If you combine these two foods you have a whopping bunch of fiber, protein, and vitamins; if you combine them in our soup recipe, you’ll be less concerned about how healthy your food is than with how well you’re eating. Mahasti combines cinnamon, cumin, cayenne, and turmeric in this soup which echo the flavor of the history that these two ancient staples share. More importantly, the spice blend creates a fragrant aroma and deceptively rich taste. Both lentils and bulgur bring a lot of texture to the pot, so it’s a hearty mouthful of satisfaction that tastes as good as it smells.

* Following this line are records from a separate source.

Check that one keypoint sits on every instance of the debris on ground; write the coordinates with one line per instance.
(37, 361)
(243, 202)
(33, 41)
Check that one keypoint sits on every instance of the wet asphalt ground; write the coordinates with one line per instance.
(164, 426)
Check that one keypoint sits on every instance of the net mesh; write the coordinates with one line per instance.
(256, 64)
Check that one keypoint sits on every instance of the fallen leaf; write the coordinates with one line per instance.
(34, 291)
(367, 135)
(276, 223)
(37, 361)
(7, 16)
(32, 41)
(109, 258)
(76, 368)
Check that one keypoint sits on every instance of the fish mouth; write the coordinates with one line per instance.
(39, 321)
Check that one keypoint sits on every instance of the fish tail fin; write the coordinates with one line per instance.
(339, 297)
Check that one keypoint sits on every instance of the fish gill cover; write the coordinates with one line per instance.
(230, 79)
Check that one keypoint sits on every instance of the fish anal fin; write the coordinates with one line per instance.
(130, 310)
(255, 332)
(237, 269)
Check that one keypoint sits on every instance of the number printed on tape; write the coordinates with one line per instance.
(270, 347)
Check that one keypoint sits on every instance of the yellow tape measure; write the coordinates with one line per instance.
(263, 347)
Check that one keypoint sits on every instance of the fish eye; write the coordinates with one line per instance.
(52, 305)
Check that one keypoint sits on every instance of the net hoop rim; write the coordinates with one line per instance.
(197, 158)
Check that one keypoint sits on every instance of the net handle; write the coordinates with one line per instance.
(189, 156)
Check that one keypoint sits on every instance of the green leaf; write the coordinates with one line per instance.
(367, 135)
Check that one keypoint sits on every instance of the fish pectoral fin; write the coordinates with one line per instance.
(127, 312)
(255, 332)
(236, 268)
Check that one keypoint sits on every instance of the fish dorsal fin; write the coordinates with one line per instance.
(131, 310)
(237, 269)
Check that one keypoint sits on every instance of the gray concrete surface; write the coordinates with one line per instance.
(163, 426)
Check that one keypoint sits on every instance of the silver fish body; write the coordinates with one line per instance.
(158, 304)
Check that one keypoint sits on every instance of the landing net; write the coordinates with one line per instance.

Tomato Head’s Red Lentil and Bulgur Soup
½ onion, chopped
½ cup oil
1 Tbl Chopped Garlic
3/4 cups Red Lentils
3/4 cups Bulgur Wheat
7 cups water
3 cups Tomato Juice
1/4 cup Fresh Lemon Juice
1/4 cup tomato paste
1.5 TBL Turmeric, ground
1 tsp Cayenne pepper
2 tsp Cumin, ground
1/4 tsp Cracked Black Pepper
½ tsp Cinnamon
1 TBL Salt
1.5 TBL Sugar
Heat oil in a medium pot over medium heat. Add onion and Garlic and sauté for 1-2 minutes. Add red lentils, bulgur, water, tomato juice, lemon juice, tomato paste and spices. Lower heat and simmer, stirring occasionally for 30 -40 minutes until lentils are soft.
Serve topped with chopped mint, and chopped cucumber.